At present Israeli Messianic congregations from Beersheva, Ashdod, Ashkelon, Tel Aviv, Jerusalem, Netanya and Maalot send their volunteers to Aviv Center, and Bikas invites other believers put their faith into action and serve the Lord in a practical way such as this.

“We as believers are learning all the time, and even when someone finishes learning, they usually want to teach,” Bikas said. “But if we only learn then the church is one big university and does nothing practical. A place like this offers us the possibility to go out and serve the Lord.”

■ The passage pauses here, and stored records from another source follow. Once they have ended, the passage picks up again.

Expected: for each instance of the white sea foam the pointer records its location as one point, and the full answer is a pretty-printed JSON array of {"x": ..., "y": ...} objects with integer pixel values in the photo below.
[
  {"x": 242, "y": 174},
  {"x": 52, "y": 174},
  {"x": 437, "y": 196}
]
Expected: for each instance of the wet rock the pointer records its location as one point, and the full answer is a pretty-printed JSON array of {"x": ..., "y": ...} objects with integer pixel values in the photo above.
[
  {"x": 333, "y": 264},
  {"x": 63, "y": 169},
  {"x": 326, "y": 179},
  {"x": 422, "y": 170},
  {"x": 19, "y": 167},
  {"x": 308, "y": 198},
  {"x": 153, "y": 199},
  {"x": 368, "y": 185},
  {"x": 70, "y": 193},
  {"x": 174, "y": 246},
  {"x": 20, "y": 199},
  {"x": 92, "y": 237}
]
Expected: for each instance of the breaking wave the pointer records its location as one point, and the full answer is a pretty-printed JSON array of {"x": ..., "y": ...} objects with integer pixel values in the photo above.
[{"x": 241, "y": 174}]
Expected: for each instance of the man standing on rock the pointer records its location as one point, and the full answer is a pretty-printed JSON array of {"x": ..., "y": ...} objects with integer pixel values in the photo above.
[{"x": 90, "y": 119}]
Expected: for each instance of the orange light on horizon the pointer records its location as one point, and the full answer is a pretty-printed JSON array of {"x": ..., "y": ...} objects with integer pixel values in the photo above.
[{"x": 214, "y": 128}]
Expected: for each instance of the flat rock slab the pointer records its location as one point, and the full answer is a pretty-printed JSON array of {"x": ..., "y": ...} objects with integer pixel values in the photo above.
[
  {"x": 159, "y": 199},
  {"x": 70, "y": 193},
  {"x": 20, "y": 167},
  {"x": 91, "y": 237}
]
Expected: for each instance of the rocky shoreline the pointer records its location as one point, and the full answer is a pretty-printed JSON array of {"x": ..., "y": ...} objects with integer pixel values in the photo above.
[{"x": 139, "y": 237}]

The outreach is focused on both providing for the physical and spiritual needs of these people involved in drug and alcohol abuse and prostitution. The goal is to eventually get them to a rehabilitation center and fully restored. Though not every attempt at recovery is successful Bikas said he has seen many people turn their lives around. Some 25 percent of a congregation in Ashdod is comprised of former drug addicts and half of the students who completed a two-year program for Russian speakers at Netanya Bible College were recovered junkies and alcoholics, some of whom came through the Aviv Center.

Bikas, who also started a rehab center and, more recently, a womens shelter in Beersheva, hopes to expand the services offered at Aviv Center one day (maybe at a larger facility) to offer showers and hair cuts among other things.

He also urges congregations in any big city around the world to open a center like Aviv in their own area.

“Anyone can do this. It is extremely effective and it is not really complicated,” he urged. “A little food and a little love goes a long way.”